The ability to obtain a voltage waveform from outside the cable—as is possible with many current sensors—would resolve most of these issues. To make possible this type of measurement, a revolutionary technology for acquiring voltage waveforms and levels with a high degree of precision, without regard to cable diameter or insulating material, would be ideal. This paper introduces state-of-the-art technology for acquiring AC voltage waveforms in a manner that requires no contact with metal terminals.
Technical issues and their resolution
Imagine placing the tip of an oscilloscope probe that has a high impedance, for example 100MΩ, close to the insulation of a voltage signal cable. As you do so, you should be able to obtain a signal waveform that differentiates the source voltage waveform, albeit in an unstable manner. This voltage signal is being captured via capacitive coupling, facilitated by an equivalent capacitor that forms between the conductor inside the insulated cable and the metal terminal on the tip of the probe. To obtain the voltage waveform that you desire, you need to pass the differentiated signal waveform that you’ve acquired through an integrator. Doing so would also allow you to suppress external noise.
However, the voltage levels characterizing a waveform acquired in this manner remain undefined because the magnitude of the capacitive coupling that forms varies as the cable’s diameter and insulation change. Furthermore, that magnitude also changes over time due to environmental factors such as temperature and humidity, posing other challenges. That fluctuations in capacitive coupling are significantly influenced not only by the voltage level, but also by the frequency only makes it more difficult to acquire a stable voltage waveform.
To resolve these issues, we took the approach of generating a signal that is the same as the measured voltage waveform inside the probe and then canceling out the coupling capacitance. When the probe is kept at the same potential as the conductor inside the insulated cable that is being measured, no current flows to the capacitive-coupled conductor, regardless of the magnitude of the coupling capacitance. In short, it is as if the equivalent capacitor has been eliminated.

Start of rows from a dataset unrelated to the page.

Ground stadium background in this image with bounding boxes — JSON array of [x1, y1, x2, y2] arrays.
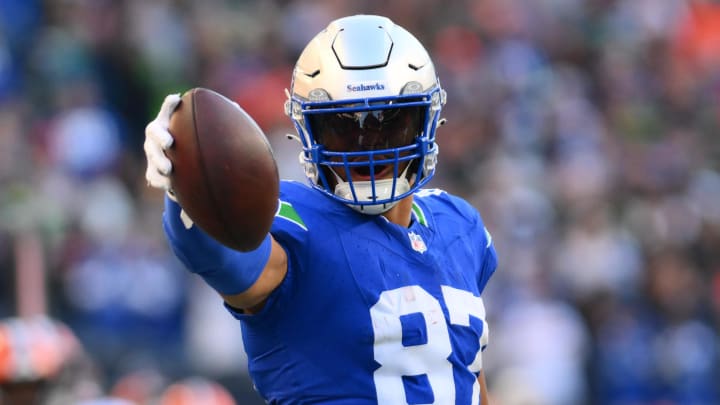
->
[[0, 0, 720, 405]]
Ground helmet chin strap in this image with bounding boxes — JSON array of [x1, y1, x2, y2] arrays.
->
[[330, 164, 414, 215]]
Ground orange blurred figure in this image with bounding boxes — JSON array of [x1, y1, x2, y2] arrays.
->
[[160, 377, 237, 405]]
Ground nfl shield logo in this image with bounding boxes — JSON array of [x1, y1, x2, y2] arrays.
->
[[408, 232, 427, 253]]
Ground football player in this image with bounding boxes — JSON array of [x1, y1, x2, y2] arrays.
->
[[145, 15, 497, 405], [0, 315, 102, 405]]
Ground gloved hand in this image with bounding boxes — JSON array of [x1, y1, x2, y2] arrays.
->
[[144, 94, 193, 229]]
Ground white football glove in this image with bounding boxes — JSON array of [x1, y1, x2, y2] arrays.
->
[[144, 94, 193, 229]]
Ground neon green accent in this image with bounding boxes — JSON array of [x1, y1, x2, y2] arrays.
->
[[275, 201, 307, 231], [412, 201, 428, 226]]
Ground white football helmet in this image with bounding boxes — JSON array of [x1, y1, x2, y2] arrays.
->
[[285, 15, 446, 215]]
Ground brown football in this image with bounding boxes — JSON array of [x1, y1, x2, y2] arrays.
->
[[167, 87, 279, 251]]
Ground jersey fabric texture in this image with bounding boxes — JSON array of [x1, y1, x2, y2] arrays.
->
[[166, 181, 497, 405]]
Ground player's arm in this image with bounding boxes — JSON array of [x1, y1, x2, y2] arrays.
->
[[145, 95, 287, 312]]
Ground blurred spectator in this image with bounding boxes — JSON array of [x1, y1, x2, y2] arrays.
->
[[159, 377, 236, 405], [0, 316, 101, 405], [0, 0, 720, 405]]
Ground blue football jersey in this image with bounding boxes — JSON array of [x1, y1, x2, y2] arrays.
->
[[166, 181, 497, 405], [222, 181, 497, 405]]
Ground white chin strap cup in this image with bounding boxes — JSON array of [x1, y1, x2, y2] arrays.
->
[[331, 165, 410, 215]]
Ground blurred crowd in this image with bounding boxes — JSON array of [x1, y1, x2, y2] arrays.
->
[[0, 0, 720, 405]]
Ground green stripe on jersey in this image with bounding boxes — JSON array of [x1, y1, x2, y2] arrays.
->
[[275, 200, 307, 231], [412, 201, 427, 226]]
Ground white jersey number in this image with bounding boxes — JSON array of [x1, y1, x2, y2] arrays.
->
[[370, 285, 487, 405]]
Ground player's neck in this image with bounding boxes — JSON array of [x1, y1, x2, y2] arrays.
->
[[382, 194, 413, 228]]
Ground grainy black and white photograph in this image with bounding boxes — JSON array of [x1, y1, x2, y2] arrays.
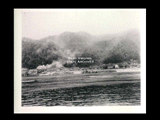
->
[[14, 9, 145, 113]]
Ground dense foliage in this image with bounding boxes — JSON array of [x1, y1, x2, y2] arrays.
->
[[22, 32, 140, 69]]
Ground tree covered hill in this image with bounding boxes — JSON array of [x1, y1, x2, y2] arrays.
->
[[22, 30, 140, 69]]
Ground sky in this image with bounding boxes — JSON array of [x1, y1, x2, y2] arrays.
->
[[21, 9, 140, 40]]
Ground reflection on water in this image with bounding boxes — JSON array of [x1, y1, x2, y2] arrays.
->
[[22, 82, 140, 106]]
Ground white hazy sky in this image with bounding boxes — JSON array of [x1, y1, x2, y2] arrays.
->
[[21, 9, 140, 39]]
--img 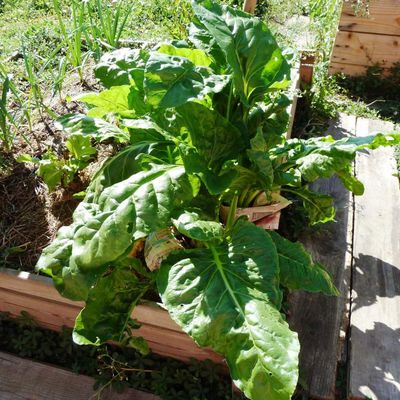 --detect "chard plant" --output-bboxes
[38,0,400,400]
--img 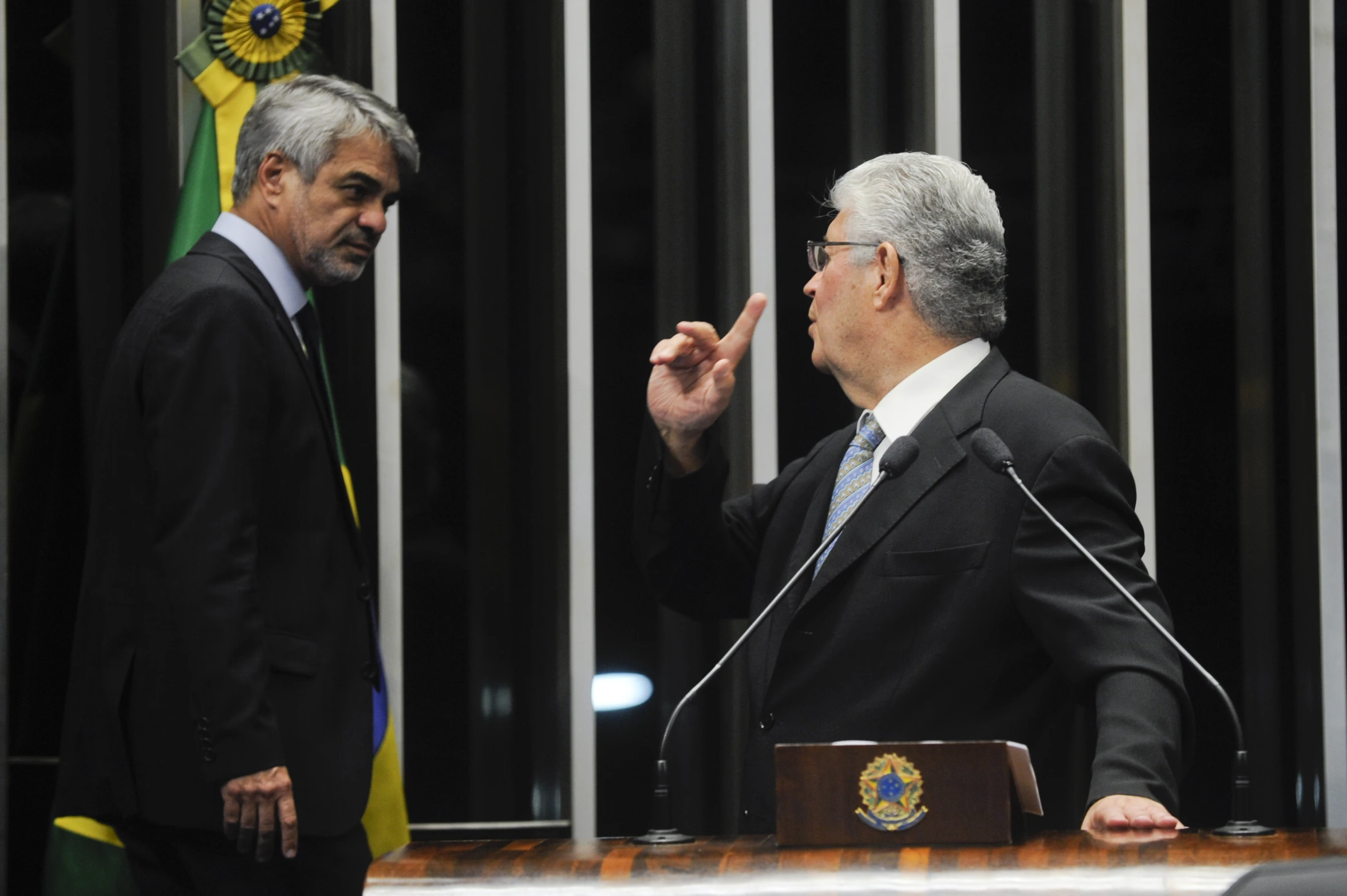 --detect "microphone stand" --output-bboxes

Moreover, since the probe’s potential is the same as that of the cable conductor, we can measure the voltage without needing to establish contact with any metal terminals, simply by measuring the probe’s potential with a suitable instrument.
Fig. 1 provides a block diagram of a noncontact voltage probe. The probe’s detection electrode undergoes capacitive coupling with the cable conductor. The potential difference between the electrode and the reference potential is then detected using an integrating transimpedance amplifier (I-TIA) in the potential differential detection block, which has a power supply that is independent of the external circuitry. The detected potential difference signal is transmitted in an insulated manner out of the potential difference detection block, subjected to signal amplitude and phase correction, and applied to the potential difference detection block’s reference potential via a voltage generation amplifier. As a result, this circuit design serves to minimize the potential difference between the cable and the reference potential, causing the current flowing to the detection electrode to approach zero.
Fig. 2 Appearance of Non-metallic Contact Voltage Probe
The probe’s design embodies a negative feedback circuit. Given suitable loop gain, it allows contactless voltage detection that is not affected by fluctuations in coupling capacitance. Furthermore, as a result of its use of negative feedback, the circuit delivers very flat frequency characteristics, from low to high frequencies. In fact, the non-contact voltage probe (Fig. 2) has a frequency band that exhibits -3 dB characteristics from 1 Hz to 100 kHz (Fig. 3).